Quand un stimulus est soit toujours soit jamais associé à une récompense, il n’y a aucune incertitude. Par contre, l’incertitude est plus grande quand la probabilité de récompense est de 0.5, elle-même associée à la réponse des neurones dopaminergiques la plus grande. Ainsi, il semble qu’au cours des essais, la même population de neurones code deux aspects différents de la récompense potentielle : un correspondant à l’erreur de prédiction de la récompense et un mesurant l’incertitude.
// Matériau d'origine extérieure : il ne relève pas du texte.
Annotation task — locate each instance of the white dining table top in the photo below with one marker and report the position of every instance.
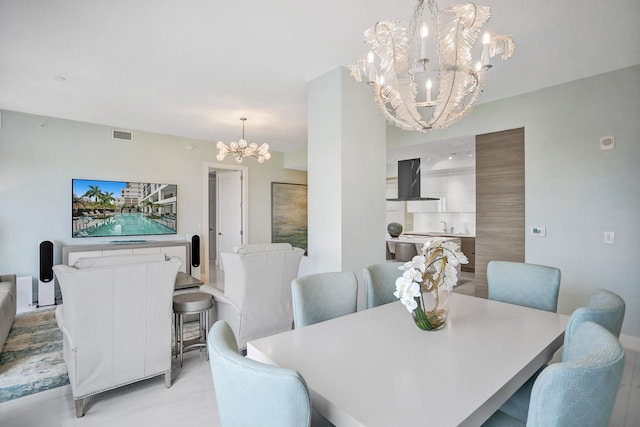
(376, 368)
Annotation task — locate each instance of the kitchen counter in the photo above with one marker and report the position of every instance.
(435, 234)
(419, 240)
(467, 244)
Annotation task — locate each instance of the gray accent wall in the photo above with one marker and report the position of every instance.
(573, 188)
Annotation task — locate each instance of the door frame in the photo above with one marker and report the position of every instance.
(212, 167)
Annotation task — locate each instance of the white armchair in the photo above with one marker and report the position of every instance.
(256, 300)
(116, 321)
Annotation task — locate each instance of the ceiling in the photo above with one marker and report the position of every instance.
(192, 68)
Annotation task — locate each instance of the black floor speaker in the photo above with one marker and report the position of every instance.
(195, 251)
(46, 261)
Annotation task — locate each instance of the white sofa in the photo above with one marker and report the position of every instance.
(116, 321)
(256, 300)
(8, 299)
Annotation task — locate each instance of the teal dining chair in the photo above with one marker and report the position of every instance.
(604, 308)
(580, 391)
(323, 296)
(251, 393)
(380, 283)
(529, 285)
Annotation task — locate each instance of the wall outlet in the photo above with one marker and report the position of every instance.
(538, 231)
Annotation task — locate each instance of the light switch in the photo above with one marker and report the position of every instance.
(607, 143)
(609, 237)
(538, 231)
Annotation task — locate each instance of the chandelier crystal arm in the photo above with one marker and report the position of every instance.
(402, 68)
(242, 149)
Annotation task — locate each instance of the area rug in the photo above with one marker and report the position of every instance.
(31, 360)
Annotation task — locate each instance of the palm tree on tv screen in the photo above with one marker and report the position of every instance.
(93, 192)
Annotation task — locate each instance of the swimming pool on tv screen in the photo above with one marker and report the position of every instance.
(128, 224)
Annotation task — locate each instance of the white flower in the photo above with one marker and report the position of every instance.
(413, 274)
(407, 290)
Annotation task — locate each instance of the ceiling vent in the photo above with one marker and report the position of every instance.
(122, 135)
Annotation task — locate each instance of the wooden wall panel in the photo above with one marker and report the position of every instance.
(500, 201)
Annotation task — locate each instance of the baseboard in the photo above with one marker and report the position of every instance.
(630, 342)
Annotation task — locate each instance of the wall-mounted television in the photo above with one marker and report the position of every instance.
(120, 208)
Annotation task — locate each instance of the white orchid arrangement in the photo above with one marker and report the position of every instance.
(434, 268)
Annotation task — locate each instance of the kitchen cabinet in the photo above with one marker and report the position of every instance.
(468, 247)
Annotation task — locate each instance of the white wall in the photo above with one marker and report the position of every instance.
(572, 188)
(346, 158)
(39, 156)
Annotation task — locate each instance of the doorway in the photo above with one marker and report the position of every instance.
(225, 212)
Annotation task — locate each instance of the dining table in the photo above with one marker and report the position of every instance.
(375, 367)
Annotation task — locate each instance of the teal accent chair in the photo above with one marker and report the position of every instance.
(579, 392)
(529, 285)
(380, 283)
(604, 308)
(323, 296)
(250, 393)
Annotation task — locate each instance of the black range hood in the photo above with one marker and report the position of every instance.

Ce second signal a aussi son corrélat dans la théorie de l’apprentissage. Selon la théorie de Pearce-Hall, l’attention dépend de l’incertitude sur les ‘renforceurs’ et l’apprentissage dépend lui-même de l’attention. En situation réelle, l’incertitude d’un animal sur le fait qu’une action ou un évènement sera récompensant correspondrait juste au fait qu’il n’ait pas d’information suffisante pour baser sa prédiction, de telle manière qu’il prêtera plus d’attention à en connaître l’issue. Les neurones dopaminergiques pourraient procurer un signal qui faciliterait son attention et ainsi l’apprentissage.
La dopamine est fortement impliquée dans la récompense et l’addiction. L’augmentation graduelle de la signalisation dopaminergique en cas d’incertitude ne serait pas renforçante, mais pourrait expliquer les résultats expérimentaux montrant qu’un animal préfère une récompense attribuée de façon variable plutôt que fixe. Cela pourrait aussi expliquer, selon les auteurs, pourquoi le jeu, dans lequel les récompenses sont par définition incertaines, est aussi populaire et peut même sembler, chez certaines personnes, addictif.